Et quid des règles de détection déployées à sa demande ? Seront-elles toutes confidentielles ? Et si certaines ne le sont pas, pourquoi ne pas tout simplement communiquer largement, publiquement, et ouvertement à leur propos pour aider le plus grand nombre ? Cette question vaut aussi pour l’information des abonnés des opérateurs : le projet de LPM est ambigu sur ce point. Il dispose que « à la demande de l’autorité nationale de sécurité des systèmes d’information, les opérateurs de communications électroniques informent leurs abonnés de la vulnérabilité ou de l’atteinte de leurs systèmes d’information ». Mais dans quelle mesure peuvent-ils le faire de leur propre initiative ? Et avec quel niveau de détail ?  Et pour quels types d’indicateurs ?

Une privatisation de plus

Pour Marc Rees, chez NextInpact, le projet de LPM « flirte avec la boîte de Pandore » à de nombreux égard.

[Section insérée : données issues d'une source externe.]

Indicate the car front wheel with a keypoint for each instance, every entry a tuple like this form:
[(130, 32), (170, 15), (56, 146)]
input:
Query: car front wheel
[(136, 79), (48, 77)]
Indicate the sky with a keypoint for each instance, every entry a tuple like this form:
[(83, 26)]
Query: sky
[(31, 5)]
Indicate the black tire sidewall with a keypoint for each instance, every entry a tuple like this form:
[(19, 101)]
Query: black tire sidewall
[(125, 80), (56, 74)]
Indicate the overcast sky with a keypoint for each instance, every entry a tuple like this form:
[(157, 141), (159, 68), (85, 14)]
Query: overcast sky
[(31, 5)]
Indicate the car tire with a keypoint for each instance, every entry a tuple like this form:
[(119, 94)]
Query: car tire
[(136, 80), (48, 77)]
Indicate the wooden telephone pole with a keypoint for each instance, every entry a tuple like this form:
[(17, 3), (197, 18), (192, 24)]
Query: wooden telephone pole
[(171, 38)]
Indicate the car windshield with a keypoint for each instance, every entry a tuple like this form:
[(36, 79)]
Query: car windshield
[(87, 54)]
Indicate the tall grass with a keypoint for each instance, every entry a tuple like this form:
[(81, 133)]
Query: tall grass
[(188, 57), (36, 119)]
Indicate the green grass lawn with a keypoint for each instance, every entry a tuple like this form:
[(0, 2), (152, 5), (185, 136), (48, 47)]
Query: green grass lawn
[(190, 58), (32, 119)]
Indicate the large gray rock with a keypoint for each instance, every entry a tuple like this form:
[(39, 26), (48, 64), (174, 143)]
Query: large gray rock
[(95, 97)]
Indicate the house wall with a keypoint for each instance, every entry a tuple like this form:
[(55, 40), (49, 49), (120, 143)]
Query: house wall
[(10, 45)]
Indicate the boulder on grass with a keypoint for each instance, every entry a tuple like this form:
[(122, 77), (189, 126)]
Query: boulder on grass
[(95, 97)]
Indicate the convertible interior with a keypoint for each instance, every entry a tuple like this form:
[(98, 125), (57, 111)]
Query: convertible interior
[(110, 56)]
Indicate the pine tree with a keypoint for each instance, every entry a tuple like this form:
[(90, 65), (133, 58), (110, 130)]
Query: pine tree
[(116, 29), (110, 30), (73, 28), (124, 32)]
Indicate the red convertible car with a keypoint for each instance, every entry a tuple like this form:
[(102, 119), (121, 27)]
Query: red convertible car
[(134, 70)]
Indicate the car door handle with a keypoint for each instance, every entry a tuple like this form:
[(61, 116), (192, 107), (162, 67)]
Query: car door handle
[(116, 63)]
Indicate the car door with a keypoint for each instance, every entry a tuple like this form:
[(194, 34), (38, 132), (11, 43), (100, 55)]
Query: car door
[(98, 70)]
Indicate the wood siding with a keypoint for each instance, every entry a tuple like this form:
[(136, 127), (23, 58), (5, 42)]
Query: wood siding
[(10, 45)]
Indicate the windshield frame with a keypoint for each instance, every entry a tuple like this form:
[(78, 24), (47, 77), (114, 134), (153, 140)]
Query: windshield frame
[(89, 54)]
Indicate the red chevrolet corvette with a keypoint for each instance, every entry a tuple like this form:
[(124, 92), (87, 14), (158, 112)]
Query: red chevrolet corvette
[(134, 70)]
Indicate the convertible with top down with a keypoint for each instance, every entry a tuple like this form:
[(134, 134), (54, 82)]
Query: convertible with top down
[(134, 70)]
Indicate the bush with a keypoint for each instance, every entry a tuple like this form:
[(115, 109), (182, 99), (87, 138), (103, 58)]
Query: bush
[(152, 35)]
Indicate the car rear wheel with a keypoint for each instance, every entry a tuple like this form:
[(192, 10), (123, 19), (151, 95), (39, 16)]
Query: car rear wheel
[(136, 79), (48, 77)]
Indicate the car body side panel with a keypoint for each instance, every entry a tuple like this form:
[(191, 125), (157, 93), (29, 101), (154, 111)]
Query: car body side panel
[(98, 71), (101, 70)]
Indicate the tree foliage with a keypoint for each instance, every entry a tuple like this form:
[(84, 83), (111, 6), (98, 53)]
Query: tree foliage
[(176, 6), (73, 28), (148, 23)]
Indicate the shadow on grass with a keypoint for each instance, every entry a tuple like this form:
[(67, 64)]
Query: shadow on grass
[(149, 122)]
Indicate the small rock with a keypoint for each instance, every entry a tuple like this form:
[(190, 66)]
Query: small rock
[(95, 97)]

Outre les nombreuses questions qu’il peut poser en termes de vie privée ou neutralité du Net, il marque une nouvelle étape dans la privatisation de la cyberdéfense, après celle du renseignement.

Le général d’armée (2S) Marc Watin-Augouard, l’expliquait d’ailleurs il y a un peu plus d’un an : « dans l’espace numérique, comment voulez-vous que la puissance publique rivalise avec des offreurs de sécurité qui ont des milliers de sondes déployées à travers le monde et qui sont capables, à un instant donné, de produire, par exemple, une cartographique précise de toutes les cyberattaques dont ils sont eux les témoins ? » La logique du projet de nouvelle loi de programmation militaire n’apparaît pas bien différente.